Orchestra, Szene | Von Hans-jürgen Schaal

Jazz-Sensationen im Sommerloch: Die Sauregurkenzeit 2018

Wenn die Medien die »Sauregurkenzeit« beklagen, dann haben ganz seltsame Wesen plötzlich Hochkonjunktur. Etwa das Ungeheuer von Loch Ness, der Problembär Bruno – oder gar ein Jazz-Saxofonist. Ein Rückblick auf den Supersommer 2018.

Die Politiker weilen im Urlaub, die Theater- und Konzerthäuser sind geschlossen, Touristenströme wälzen sich durch Europa, selbst die Fußballspieler machen Pause. Die Medien sprechen da – seit den 1970er Jahren schon – vom »Sommerloch«, früher nannte man es die »Sauregurkenzeit«.
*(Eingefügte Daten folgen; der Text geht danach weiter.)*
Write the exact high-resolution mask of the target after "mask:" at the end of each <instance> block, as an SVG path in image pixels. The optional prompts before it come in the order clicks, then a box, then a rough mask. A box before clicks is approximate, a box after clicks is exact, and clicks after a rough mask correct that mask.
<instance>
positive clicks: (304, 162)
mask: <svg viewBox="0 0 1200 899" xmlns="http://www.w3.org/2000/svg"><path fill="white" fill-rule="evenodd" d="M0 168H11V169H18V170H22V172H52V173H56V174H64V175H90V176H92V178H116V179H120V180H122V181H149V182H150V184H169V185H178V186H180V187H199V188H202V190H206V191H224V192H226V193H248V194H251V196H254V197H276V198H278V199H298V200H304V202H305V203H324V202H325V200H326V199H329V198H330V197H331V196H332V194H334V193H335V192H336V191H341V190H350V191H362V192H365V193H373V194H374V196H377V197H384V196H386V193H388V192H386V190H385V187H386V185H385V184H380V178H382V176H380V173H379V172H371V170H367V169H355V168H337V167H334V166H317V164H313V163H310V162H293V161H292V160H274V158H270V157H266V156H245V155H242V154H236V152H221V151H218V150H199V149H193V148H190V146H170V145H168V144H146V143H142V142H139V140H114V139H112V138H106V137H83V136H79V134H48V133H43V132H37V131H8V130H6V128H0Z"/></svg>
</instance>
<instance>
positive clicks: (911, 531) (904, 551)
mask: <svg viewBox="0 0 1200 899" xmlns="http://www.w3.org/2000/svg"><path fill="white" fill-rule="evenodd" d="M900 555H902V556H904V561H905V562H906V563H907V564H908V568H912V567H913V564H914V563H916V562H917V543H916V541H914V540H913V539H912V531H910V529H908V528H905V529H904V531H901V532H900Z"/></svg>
Kuriose Meldungen in den Sommermonaten

In der Regel gibt es in den Sommerwochen einen Mangel an Ereignissen und Nachrichten. Deshalb kommen da auch Dinge zur Sprache, die übers Jahr gar keinen Raum fänden. Kuriose Meldungen etwa, mysteriöse Wundertiere, nicht zuletzt Zeitungsenten. Jeweils zur Sommerzeit wurden bei uns prominent: der Brillenkaiman Sammy, der Problembär Bruno, der Schwan Petra, die Kuh Yvonne, das Krokodil Max oder der Hund Flecki.

Im Jahr 2005 schaffte es auch einmal eine statistische Erhebung zum Musikkonsum in die allererste Reihe der Sommer-Meldungen. Das liest sich dann so: »Erkenntnissen des Marktforschungsinstituts ›The Leading Question‹ zufolge hören Musikinteressierte mehr Musik als Menschen, die sich nicht so sehr für Musik begeistern.« Eine Meldung, deren Sinnlosigkeit dem jährlich wiederkehrenden Sommerloch wahrlich zur Ehre gereicht.

Schlaue Zeitgenossen nutzen die Sommerflaute, um mit cleveren bis ungeheuerlichen Ideen, die im Normalfall niemanden interessieren, endlich einmal in die großen Medien zu kommen. Ein CSU-Politiker schlug einmal vor, die Insel Mallorca zu kaufen und zum 17. Bundesland Deutschlands zu machen. Das war kein Aprilscherz – das war Hochsommer. Eine SPD-Politikerin forderte dagegen das Wahlrecht für alle – einschließlich der Kinder, sogar der Neugeborenen. Auch darüber lässt sich wunderbar blödsinnig diskutieren, gerade in den Sommerwochen.

Der Retter des Jazz: Kamasi Washington

Zu den seltsamen Kuriositäten des Sommers gehören zuweilen auch neue Jazzalben. Normalerweise ist Jazz ein Thema der Musikmagazine, das heißt: nur für ein spezielles Publikum interessant. In der Sauregurkenzeit zwischen Mitte Juni und Mitte September ändert sich das aber.

Die großen Feuilletons, hungrig nach besonderen Meldungen, stürzen sich auf jede Chance, etwas zur Sensation hochzuschreiben – notfalls auch eine Jazzplatte. Der Sommer 2018 lieferte ihnen da gleich mehrere Gelegenheiten.

Am 22. Juni erschien das neue Album des amerikanischen Saxofonisten Kamasi Washington: »Heaven And Earth«. Der Spiegel, Die Zeit, die Frankfurter Allgemeine, die Süddeutsche Zeitung usw. schienen einander mit dieser Sensation überbieten zu wollen.

Der Saxofonist Kamasi Washington, konnte man da lesen, sei der »Retter des Jazz« und sein »politisches Gewissen«. Sein neues Album sei »gigantisch gut«, die Musik darauf »hypermodern«. Kurzum: ­Kamasi Washington bringe endlich den Jazz zurück – strahlend, schimmernd und schön.